Appealing the ruling and the road ahead

This case can, and I believe it will be, appealed by the Commission to the Court of Justice (ECJ). Margrethe Vestager, the European Commissioner for Competition, in a statement said: 

“The Commission stands fully behind the objective that all companies should pay their fair share of tax” and that it “will continue to look at aggressive tax planning measures.”

Whether it’s successful is another matter. However, it is worth noting that previous appeals have been successful. For instance, in 2016, the ECJ overturned a General Court ruling regarding selective tax treatment inolving Spanish bank Santander; so, this ruling is not the final word. 

Nevertheless, the real threat to the Irish State is unlikely to be from illegal state aid cases, but from an obscure and hitherto unused element of the Lisbon Treaty - Article 116. This article allows the Commission to make corporate tax changes at the European level without unanimous agreement of the member states. So, the State would not be able to link up with the other EU corporate tax haven jurisdictions like Luxembourg and the Netherlands to block such changes.

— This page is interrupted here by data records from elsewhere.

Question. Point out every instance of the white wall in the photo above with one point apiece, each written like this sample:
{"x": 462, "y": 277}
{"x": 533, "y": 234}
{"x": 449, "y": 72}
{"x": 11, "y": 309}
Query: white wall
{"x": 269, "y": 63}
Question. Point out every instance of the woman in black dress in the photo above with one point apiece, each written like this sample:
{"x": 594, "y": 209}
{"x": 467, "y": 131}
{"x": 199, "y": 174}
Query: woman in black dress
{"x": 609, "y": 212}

The State needs to build an alternative economic model, because the current one based around low taxes and low wages is fast running out of steam. We in Sinn Féin are ready to bring this about. We are prepared to build an entrepreneurial state that not only funds public services properly and allows for collective bargaining, but seeks to develop a high value-added indigenous sector, based on good wages and good employment conditions.

Mairéad Farrell is a Sinn Féin TD for Galway West and party spokesperson for Public Expenditure and Reform.